Why join the data network?

The role of a DARWIN EU® Data Partner

DPs that are part of the DARWIN EU® network will maintain a relationship with the CC, realised in two different ways:

  1. DPs will be active study participants and co-author results. 

    DPs who are onboarded will be eligible to participate in studies undertaken in DARWIN EU®. This means that, after a feasibility assessment has been completed, they may be invited to studies and, if agreeing to participate, run centrally-developed code to return aggregated results to the CC for integration and reporting. However, DPs are more than data providers who are just running common analytics and returning results: they are the experts in their database and can contribute to all aspects of the study including design, quality control, and dissemination of results. We therefore believe that suitably experienced DPs should be able to opt-in for multiple roles in a study, including scientific and epidemiological expertise and report/publication development. This is also important for the necessary capacity building, so DARWIN EU® can scale up to facilitate the completion of studies in parallel in its operational phase. It is expected that participating DPs will co-author publications resulting from the corresponding studies.
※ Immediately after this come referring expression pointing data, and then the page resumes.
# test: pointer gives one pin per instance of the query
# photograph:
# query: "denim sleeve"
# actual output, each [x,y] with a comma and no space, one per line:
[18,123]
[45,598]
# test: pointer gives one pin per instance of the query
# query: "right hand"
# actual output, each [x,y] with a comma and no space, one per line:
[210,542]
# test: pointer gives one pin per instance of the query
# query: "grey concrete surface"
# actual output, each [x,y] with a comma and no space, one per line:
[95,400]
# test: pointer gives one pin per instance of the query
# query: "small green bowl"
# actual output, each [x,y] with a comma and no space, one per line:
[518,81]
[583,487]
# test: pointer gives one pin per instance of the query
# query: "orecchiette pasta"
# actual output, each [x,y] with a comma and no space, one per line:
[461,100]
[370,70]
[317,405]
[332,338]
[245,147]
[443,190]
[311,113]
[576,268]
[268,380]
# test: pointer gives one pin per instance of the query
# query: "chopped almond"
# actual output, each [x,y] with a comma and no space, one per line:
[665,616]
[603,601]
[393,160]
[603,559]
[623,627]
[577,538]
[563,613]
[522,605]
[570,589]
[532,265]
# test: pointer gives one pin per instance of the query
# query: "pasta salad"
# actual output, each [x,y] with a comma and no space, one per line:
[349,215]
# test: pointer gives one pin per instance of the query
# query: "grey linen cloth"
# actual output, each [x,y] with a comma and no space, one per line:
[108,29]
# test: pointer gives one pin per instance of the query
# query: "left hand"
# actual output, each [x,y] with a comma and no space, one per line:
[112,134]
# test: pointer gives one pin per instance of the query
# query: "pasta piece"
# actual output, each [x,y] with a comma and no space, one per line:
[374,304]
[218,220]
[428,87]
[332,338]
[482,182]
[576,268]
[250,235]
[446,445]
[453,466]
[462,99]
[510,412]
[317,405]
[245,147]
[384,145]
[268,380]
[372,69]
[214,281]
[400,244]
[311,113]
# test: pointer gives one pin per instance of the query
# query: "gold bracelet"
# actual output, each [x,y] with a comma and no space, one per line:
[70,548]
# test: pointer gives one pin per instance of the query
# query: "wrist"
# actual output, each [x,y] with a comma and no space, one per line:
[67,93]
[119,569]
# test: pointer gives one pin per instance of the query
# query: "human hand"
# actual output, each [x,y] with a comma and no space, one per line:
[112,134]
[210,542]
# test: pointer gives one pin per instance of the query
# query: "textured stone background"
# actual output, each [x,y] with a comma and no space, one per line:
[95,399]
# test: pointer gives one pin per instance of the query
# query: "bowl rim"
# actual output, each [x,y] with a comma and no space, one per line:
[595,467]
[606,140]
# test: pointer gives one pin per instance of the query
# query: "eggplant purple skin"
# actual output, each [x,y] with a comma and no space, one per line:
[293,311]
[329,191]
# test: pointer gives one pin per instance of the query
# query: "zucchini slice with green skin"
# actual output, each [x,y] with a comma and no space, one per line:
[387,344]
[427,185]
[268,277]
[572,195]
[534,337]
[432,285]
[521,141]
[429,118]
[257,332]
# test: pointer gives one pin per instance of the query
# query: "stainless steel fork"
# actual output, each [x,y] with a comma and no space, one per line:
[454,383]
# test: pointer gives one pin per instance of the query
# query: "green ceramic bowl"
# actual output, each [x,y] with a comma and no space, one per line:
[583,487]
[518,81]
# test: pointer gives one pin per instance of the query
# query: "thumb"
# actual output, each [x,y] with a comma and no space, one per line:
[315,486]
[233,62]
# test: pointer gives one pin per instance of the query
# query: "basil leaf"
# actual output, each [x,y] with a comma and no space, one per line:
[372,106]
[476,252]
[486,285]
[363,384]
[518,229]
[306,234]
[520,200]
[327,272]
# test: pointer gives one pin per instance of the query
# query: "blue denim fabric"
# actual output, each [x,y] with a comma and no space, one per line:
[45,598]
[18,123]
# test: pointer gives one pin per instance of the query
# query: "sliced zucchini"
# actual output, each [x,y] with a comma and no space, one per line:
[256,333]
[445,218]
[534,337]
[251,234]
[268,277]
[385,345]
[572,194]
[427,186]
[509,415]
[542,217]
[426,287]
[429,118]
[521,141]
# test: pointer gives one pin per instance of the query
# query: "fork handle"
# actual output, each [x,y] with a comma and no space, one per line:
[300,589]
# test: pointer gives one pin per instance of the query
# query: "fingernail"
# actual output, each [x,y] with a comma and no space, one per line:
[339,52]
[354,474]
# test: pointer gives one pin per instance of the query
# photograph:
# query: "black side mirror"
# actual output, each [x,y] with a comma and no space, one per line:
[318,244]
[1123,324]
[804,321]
  2. DPs will receive DARWIN EU® training. 

    We will provide periodic training and workshops, in part offered via remote learning environments, so that DPs are aware of the latest best practice in data use and management, study development and methods and tools. Onboarded DPs will be expected to actively participate in a thriving DARWIN EU® community, which will allow exchange of experiences and opportunities for continuing improvement and growth.

What are the benefits for DARWIN EU® DPs?

  1. Working for the benefit of the EMA and EMRN with the generation of real-world evidence critical for medicines regulation at the European level, for example on diseases, patient populations, and the use, safety and effectiveness of medicines, including vaccines, throughout the lifecycle of a medicinal product.
  2. Supporting decision-making on the use, safety and effectiveness of medicines, from which a wide range of stakeholders will benefit, from patients and healthcare professionals through to health technology assessment bodies and the pharmaceutical industry.
  3. Participation in high-impact publications derived from studies undertaken in DARWIN EU®.
  4. Assurance of scientific independence, freedom to decline studies, respect for each institution’s own approval procedures.
  5. Facilitated scientific collaboration, connections with peers and learnings by becoming part of a thriving academic/medical/regulatory network and community.
  6. Increased external visibility for the DP’s data, expanding opportunities to participate in other studies, joint research projects and grant proposals beyond DARWIN EU®, helping the long-term sustainability of the DP. Boosted opportunities to participate in other international studies for larger regulatory impact, which will provide an invaluable resource to prepare for and respond to future healthcare crises and pandemics.
  7. Improved interoperability and understanding of own data, enhancing data partners’ internal decision-making processes, with potential to propagate learnings inside institutions to enhance procedures and generally improve the underlying healthcare systems. Added possibilities for auditing/refining/visualising own data through open source tooling – understanding own data sets better, including integrative analyses, revealing the potential flaws for continued improvement.
  8. Increased transparency of analyses and reproducibility, enabling studies to be easily ‘transposed’ to other data sources for multiplied impact (e.g., in publications).
  9. Increased speed of performing studies, improved performance, accelerated research (months/years to weeks): allowing DPs to undertake more studies in less time, with less resources.
  10. Access to a training platform on data standardisation, quality control, and analytics by the Coordination Centre.
  11. Exposure to and collaborative experience with world-class experts in real-world evidence generation using the OMOP CDM.